Development and learning are dynamic processes requiring that adults understand the continuum, observe children closely to match curriculum and teaching to children's emerging competencies, needs, and interests, and then help children move forward by targeting educational experiences to the edge of children's changing capacities so as to challenge but not frustrate them. Human beings, especially children, are highly motivated to understand what they almost, but not quite, comprehend and to master what they can almost, but not quite, do (White 1965; Vygotsky 1978). The principle of learning is that children can do things first in a supportive context and then later independently and in a variety of contexts. Rogoff (1990) describes the process of adult-assisted learning as "guided participation" to emphasize that children actively collaborate with others to move to more complex levels of understanding and skill.

11. Children demonstrate different modes of knowing and learning and different ways of representing what they know.

For some time, learning theorists and developmental psychologists have recognized that human beings come to understand the world in many ways and that individuals tend to have preferred or stronger modes of learning. Studies of differences in learning modalities have contrasted visual, auditory, or tactile learners. Other work has identified learners as field-dependent or independent (Witkin 1962). Gardner (1983) expanded on this concept by theorizing that human beings possess at least seven "intelligences." In addition to having the ones traditionally emphasized in schools, linguistic and logical-mathematical, individuals are more or less proficient in at least these other areas: musical, spatial, bodily-kinesthetic, intrapersonal, and interpersonal.

Malaguzzi (1993) used the metaphor of "100 languages" to describe the diverse modalities through which children come to understand the world and represent their knowledge. The processes of representing their understanding can with the assistance of teachers help children deepen, improve, and expand their understanding (Copple, Sigel, & Saunders 1984; Forman 1994; Katz 1995). The principle of diverse modalities implies that teachers should provide not only opportunities for individual children to use their preferred modes of learning to capitalize on their strengths (Hale-Benson 1986) but also opportunities to help children develop in the modes or intelligences in which they may not be as strong.

12. Children develop and learn best in the context of a community where they are safe and valued, their physical needs are met, and they feel psychologically secure.

Maslow (1954) conceptualized a hierarchy of needs in which learning was not considered possible unless physical and psychological needs for safety and security were first met. Because children's physical health and safety too often are threatened today, programs for young children must not only provide adequate health, safety, and nutrition but may also need to ensure more comprehensive services, such as physical, dental, and mental health and social services (NASBE 1991; U.S. Department of Health & Human Services 1996).

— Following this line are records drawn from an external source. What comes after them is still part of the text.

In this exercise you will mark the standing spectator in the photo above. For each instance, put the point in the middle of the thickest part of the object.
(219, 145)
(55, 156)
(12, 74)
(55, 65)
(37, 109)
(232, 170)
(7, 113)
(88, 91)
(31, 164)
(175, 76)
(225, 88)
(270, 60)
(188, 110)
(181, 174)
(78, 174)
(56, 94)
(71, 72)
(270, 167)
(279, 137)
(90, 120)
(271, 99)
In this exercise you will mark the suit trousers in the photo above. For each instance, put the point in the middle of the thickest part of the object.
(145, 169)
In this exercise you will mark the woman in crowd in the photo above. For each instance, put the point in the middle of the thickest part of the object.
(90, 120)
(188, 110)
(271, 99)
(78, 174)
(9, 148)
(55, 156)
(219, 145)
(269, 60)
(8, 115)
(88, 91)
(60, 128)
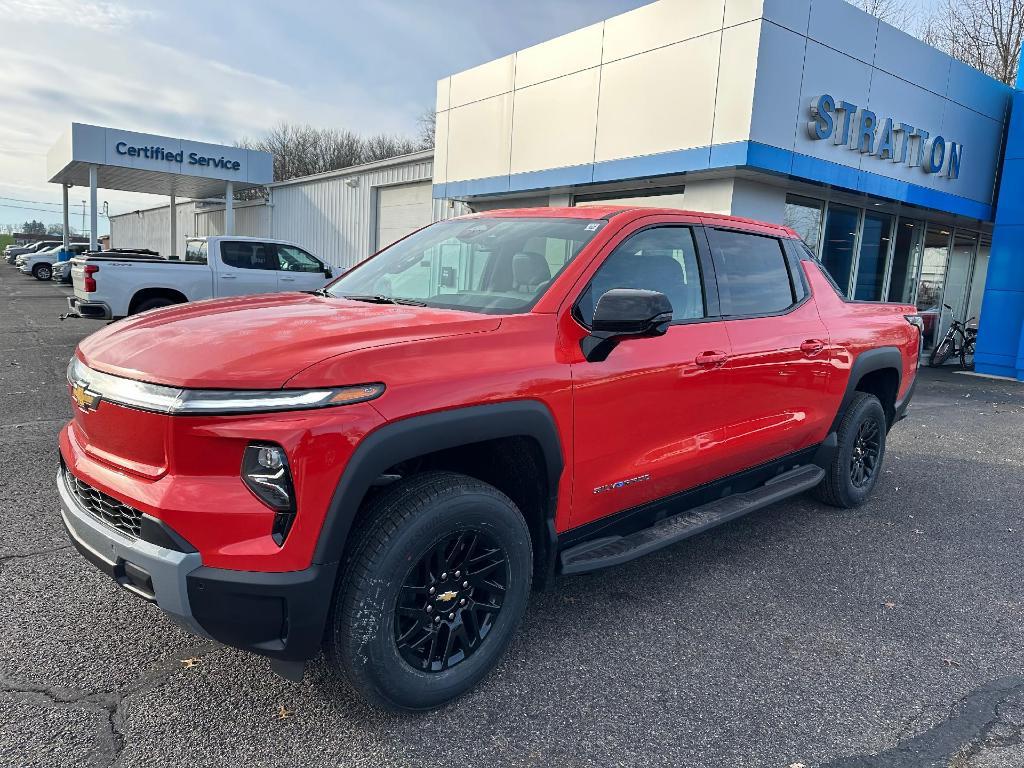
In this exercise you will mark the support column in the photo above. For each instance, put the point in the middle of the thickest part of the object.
(229, 208)
(67, 224)
(93, 181)
(174, 227)
(999, 349)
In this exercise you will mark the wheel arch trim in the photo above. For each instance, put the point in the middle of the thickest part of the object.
(407, 438)
(866, 363)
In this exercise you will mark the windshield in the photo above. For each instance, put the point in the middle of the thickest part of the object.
(491, 265)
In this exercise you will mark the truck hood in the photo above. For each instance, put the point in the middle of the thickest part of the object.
(259, 342)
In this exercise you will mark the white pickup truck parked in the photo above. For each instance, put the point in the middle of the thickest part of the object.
(109, 286)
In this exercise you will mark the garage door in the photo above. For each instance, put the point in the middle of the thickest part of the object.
(401, 210)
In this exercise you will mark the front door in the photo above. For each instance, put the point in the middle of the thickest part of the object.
(247, 266)
(777, 375)
(649, 419)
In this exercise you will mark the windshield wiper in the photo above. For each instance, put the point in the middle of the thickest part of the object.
(379, 299)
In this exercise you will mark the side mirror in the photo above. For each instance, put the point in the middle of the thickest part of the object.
(624, 313)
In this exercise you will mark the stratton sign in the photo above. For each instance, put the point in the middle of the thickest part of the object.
(858, 129)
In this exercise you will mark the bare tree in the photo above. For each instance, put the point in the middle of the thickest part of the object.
(897, 12)
(427, 124)
(984, 34)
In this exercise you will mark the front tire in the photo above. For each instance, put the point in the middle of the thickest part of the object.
(855, 468)
(431, 594)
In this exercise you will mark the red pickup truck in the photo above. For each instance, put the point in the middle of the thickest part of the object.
(384, 467)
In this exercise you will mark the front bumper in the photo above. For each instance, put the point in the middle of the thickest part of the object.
(278, 614)
(91, 309)
(155, 573)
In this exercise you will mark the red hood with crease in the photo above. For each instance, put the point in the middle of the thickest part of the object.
(259, 342)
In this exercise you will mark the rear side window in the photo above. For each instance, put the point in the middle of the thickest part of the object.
(296, 260)
(248, 256)
(752, 271)
(196, 251)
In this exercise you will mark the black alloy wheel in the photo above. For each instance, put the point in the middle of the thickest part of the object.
(450, 601)
(864, 460)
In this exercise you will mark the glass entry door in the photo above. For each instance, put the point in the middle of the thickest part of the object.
(875, 241)
(906, 259)
(958, 278)
(933, 278)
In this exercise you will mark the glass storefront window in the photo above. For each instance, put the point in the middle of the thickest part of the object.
(957, 276)
(978, 281)
(840, 240)
(906, 256)
(804, 217)
(875, 240)
(933, 278)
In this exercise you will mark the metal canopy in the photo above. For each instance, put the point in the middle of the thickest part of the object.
(96, 157)
(159, 165)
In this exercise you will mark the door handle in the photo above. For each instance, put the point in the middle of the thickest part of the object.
(812, 346)
(711, 359)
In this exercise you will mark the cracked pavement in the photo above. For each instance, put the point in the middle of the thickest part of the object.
(886, 636)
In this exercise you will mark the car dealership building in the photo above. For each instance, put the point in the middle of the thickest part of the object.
(883, 153)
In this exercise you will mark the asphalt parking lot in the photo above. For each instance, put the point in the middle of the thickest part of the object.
(802, 635)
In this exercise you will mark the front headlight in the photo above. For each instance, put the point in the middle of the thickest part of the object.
(180, 401)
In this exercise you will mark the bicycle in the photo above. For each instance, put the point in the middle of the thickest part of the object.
(960, 340)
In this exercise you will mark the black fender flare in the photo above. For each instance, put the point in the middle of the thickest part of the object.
(865, 363)
(418, 435)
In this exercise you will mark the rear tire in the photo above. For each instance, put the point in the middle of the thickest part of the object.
(941, 353)
(856, 466)
(153, 304)
(384, 634)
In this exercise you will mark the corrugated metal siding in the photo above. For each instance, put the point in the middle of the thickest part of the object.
(151, 228)
(335, 221)
(250, 221)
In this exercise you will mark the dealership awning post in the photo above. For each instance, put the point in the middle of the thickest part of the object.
(174, 225)
(67, 238)
(229, 208)
(93, 181)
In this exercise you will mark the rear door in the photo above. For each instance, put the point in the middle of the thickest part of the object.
(776, 378)
(246, 266)
(298, 269)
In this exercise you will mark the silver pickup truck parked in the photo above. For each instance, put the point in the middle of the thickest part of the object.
(109, 286)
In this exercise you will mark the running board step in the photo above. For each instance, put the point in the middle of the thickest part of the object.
(614, 550)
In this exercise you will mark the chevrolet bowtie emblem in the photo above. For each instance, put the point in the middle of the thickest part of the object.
(85, 399)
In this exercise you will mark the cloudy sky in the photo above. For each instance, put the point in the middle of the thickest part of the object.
(217, 71)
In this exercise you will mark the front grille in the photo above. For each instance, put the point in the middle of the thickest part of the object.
(104, 508)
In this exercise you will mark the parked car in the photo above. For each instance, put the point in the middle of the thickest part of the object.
(12, 252)
(385, 467)
(116, 285)
(41, 265)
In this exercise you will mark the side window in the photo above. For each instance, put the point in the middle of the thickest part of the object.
(752, 271)
(244, 255)
(662, 259)
(296, 260)
(196, 251)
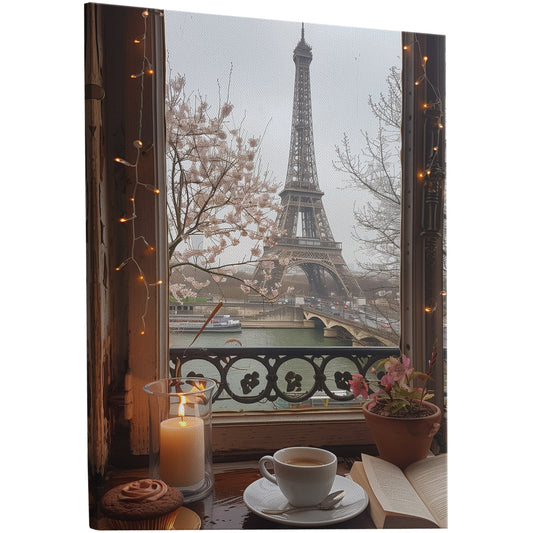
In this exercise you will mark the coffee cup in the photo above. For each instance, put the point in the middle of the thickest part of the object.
(304, 475)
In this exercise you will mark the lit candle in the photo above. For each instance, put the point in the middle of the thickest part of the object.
(182, 454)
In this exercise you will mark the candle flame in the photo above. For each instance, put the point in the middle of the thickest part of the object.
(181, 411)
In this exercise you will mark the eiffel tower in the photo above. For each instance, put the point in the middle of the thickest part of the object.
(307, 240)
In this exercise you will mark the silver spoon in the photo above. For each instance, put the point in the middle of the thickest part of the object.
(327, 503)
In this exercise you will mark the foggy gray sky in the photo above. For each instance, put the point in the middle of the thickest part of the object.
(348, 65)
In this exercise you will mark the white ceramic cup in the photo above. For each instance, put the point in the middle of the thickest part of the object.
(304, 475)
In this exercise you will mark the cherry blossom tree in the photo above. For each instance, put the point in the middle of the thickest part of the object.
(217, 192)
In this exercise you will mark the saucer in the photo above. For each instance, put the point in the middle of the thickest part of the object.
(262, 494)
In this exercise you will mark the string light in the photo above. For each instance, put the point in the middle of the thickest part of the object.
(138, 145)
(432, 108)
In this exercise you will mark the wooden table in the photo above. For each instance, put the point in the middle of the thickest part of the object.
(224, 508)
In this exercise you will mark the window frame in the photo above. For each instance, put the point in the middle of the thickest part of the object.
(120, 361)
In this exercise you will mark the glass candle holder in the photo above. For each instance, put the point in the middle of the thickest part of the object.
(180, 434)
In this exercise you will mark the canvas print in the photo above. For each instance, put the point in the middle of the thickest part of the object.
(256, 191)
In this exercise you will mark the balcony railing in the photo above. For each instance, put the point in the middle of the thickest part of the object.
(283, 375)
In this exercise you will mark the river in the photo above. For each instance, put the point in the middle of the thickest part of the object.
(259, 337)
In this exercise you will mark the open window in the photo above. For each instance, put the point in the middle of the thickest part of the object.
(128, 301)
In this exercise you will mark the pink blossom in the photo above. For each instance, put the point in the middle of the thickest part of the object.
(358, 386)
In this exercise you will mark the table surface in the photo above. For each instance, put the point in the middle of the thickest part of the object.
(224, 508)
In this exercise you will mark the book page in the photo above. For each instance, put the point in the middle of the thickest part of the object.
(392, 488)
(430, 479)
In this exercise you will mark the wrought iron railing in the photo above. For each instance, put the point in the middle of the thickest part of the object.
(291, 374)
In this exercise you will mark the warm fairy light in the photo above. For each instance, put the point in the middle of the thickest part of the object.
(146, 68)
(123, 162)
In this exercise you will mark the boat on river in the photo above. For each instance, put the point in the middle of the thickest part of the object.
(193, 324)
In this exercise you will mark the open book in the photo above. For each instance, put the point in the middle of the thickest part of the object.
(414, 497)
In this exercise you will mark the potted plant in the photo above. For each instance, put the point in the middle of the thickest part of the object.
(401, 419)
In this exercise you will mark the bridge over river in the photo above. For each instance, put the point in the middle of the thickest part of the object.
(288, 316)
(361, 334)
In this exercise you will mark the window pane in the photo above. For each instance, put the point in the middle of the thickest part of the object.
(283, 152)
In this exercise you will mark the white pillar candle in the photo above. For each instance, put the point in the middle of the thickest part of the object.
(182, 454)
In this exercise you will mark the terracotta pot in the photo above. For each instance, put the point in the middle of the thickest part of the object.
(403, 441)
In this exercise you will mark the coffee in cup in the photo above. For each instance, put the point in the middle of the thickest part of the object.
(304, 475)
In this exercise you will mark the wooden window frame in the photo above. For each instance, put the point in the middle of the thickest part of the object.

In addition, children's development in all areas is influenced by their ability to establish and maintain a limited number of positive, consistent primary relationships with adults and other children (Bowlby 1969; Stern 1985; Garbarino et al. 1992). These primary relationships begin in the family but extend over time to include children's teachers and members of the community; therefore, practices that are developmentally appropriate address children's physical, social, and emotional needs as well as their intellectual development.